The crisis of the current global financial order is challenging us to critically reflect on how this order has been driven, and the development outcomes produced by its central political and economic actors. There is a great deal of academic knowledge about the role of the international financial institutions, powerful states and capital markets in international development, but there is little understanding of how regional dynamics and regional institutions influence global governance and developing countries.

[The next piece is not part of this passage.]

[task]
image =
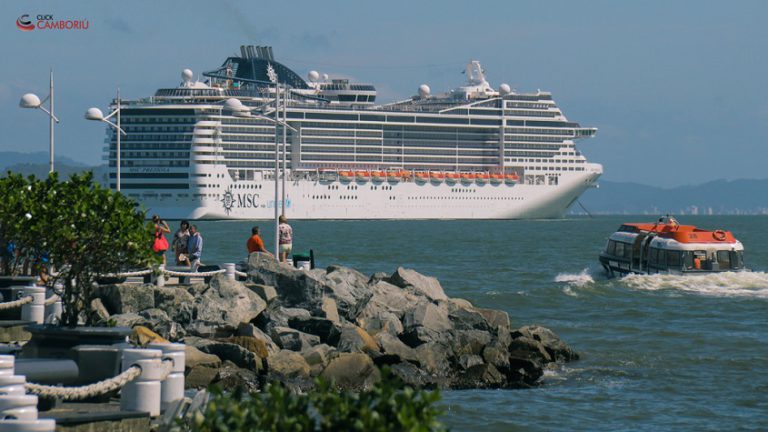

This book offers an independent and grounded investigation concerning the political economic role of Regional Development Banks through a study of the world’s leading regional development bank, the Inter-American Development Bank (IDB). The book examines the political economy of the IDB and its role in regional and national development during the neoliberalisation processes of the 1990s. In particular, the investigations explore the IDB’s power in regional and national development – via its technical, political and financial interventions – to frame policy alternatives, absorb opposition forces, support specific coalition forces and justify a particular direction of development, all in order to legitimize specific political economic projects directed by market-led pro-reform coalitions aligned with global financial forces and financial development guidelines.
This book will be relevant to scholars and professionals interested in the international and regional political economy of development financing.
Table of Contents
1. The Political Economy of Regional Development Banks 2. Towards a New Political Economy View of the Inter-American Development Bank 3. The IDB’s Role in South American Political Economy in the 1990s 4. Argentina in the Political Economy of the Americas 5. The IDB’s Role in the Internationalisation of Argentine Electricity Public Utilities 6. The IDB’s Development Role in the Decline of the Convertibility Regime 7. Conclusion
Ernesto Vivares is Research Professor in Political Economy and Research Methods, and Head of the International Relations programme at FLACSO Ecuador. He holds a PhD in International Relations from the University of Sheffield, and his research focuses upon the political economy of South American regionalism, development and conflict.